Oz, who was endorsed by former President Donald Trump and campaigned in recent weeks with Trump, hoped that the endorsement would push him over the top.
Decision 2022
Coverage of the 2022 elections
But voters who talked to NBC10 continued to say that the celebrity television doctor known as "Dr. Oz" needed to prove his political bonafides.
McCormick is a former hedge fund CEO from western Pennsylvania who sought to cast aside the Trump endorsement as irrelevant to voters in 2022.
Both spent millions of their own fortunes on the race. Outside political action committees also spent millions on the race.
The eventual winner will face off against Democrat John Fetterman in the November general election. Fetterman, Pennsylvania's lieutenant governor, won the Democratic primary on Tuesday.
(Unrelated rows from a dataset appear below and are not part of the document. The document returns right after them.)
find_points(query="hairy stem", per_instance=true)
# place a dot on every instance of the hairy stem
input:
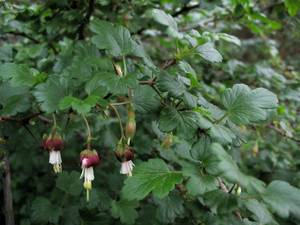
(89, 136)
(119, 118)
(8, 199)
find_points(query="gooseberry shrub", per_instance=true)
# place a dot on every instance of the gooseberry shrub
(171, 112)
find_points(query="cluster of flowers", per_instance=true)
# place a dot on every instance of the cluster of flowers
(89, 158)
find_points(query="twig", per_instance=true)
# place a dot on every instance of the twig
(119, 118)
(8, 199)
(185, 9)
(16, 33)
(168, 63)
(89, 135)
(225, 189)
(283, 133)
(86, 19)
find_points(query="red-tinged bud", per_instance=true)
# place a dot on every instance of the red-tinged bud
(129, 154)
(168, 141)
(130, 128)
(118, 70)
(53, 143)
(89, 158)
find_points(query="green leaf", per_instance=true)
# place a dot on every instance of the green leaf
(293, 6)
(151, 176)
(220, 163)
(170, 84)
(71, 215)
(230, 38)
(49, 95)
(221, 134)
(80, 106)
(145, 99)
(169, 208)
(184, 122)
(190, 100)
(209, 53)
(165, 19)
(117, 84)
(19, 74)
(200, 149)
(115, 39)
(43, 211)
(125, 210)
(198, 185)
(13, 99)
(262, 214)
(190, 73)
(283, 198)
(221, 202)
(69, 183)
(245, 105)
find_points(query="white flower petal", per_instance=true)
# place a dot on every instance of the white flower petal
(55, 157)
(127, 167)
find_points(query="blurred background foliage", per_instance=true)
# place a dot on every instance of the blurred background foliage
(62, 44)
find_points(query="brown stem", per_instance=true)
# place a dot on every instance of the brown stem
(86, 19)
(225, 189)
(8, 199)
(283, 133)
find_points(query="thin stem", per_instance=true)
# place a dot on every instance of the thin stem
(222, 118)
(119, 118)
(120, 103)
(89, 137)
(159, 94)
(124, 65)
(54, 120)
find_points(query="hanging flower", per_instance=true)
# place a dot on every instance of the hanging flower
(54, 144)
(125, 156)
(131, 124)
(88, 159)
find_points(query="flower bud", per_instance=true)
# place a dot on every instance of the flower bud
(89, 158)
(168, 141)
(130, 128)
(118, 70)
(53, 143)
(128, 154)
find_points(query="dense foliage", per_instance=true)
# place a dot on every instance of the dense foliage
(206, 96)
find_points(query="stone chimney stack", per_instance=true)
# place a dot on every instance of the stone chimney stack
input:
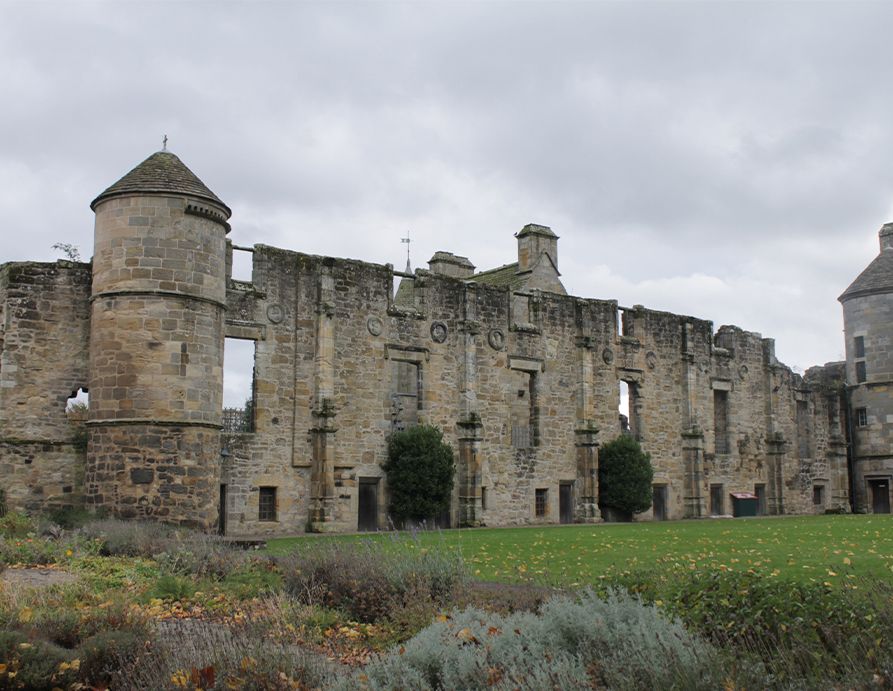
(533, 242)
(885, 235)
(449, 264)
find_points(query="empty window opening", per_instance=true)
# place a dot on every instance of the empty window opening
(405, 394)
(523, 409)
(77, 405)
(627, 325)
(541, 502)
(266, 504)
(404, 291)
(861, 373)
(521, 309)
(628, 409)
(716, 500)
(721, 422)
(238, 385)
(760, 493)
(861, 417)
(804, 439)
(243, 264)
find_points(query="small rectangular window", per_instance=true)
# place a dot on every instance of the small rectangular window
(861, 417)
(542, 502)
(861, 374)
(266, 504)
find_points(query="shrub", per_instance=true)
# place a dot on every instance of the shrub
(129, 538)
(586, 643)
(16, 524)
(101, 655)
(420, 472)
(371, 582)
(624, 476)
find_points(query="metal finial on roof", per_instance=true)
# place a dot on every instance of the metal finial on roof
(407, 241)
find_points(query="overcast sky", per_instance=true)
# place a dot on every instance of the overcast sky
(732, 161)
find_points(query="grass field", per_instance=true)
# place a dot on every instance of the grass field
(824, 549)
The race for the U.S. Senate seat of retiring Republican Pat Toomey featured combative contests for both parties.
The progressive Fetterman pulled far ahead on the Democratic side, easily beating U.S. Rep. Conor Lamb, a congressman from western Pennsylvania and state Rep. Malcolm Kenyatta of Philadelphia.
Fetterman's health suddenly became an issue in the closing days of the primary campaign.
He is currently off the campaign trail while recovering from a stroke he said was caused by a heart condition called atrial fibrillation.
Fetterman said in a statement Sunday that doctors believe he's on his way to making “a full recovery.” But, it was unclear how long he would need to rest and recover.
Then on Monday, his campaign said that Fetterman wouldn't be attending his campaign's primary election night party Tuesday. He had pacemaker implant surgery on Election Day.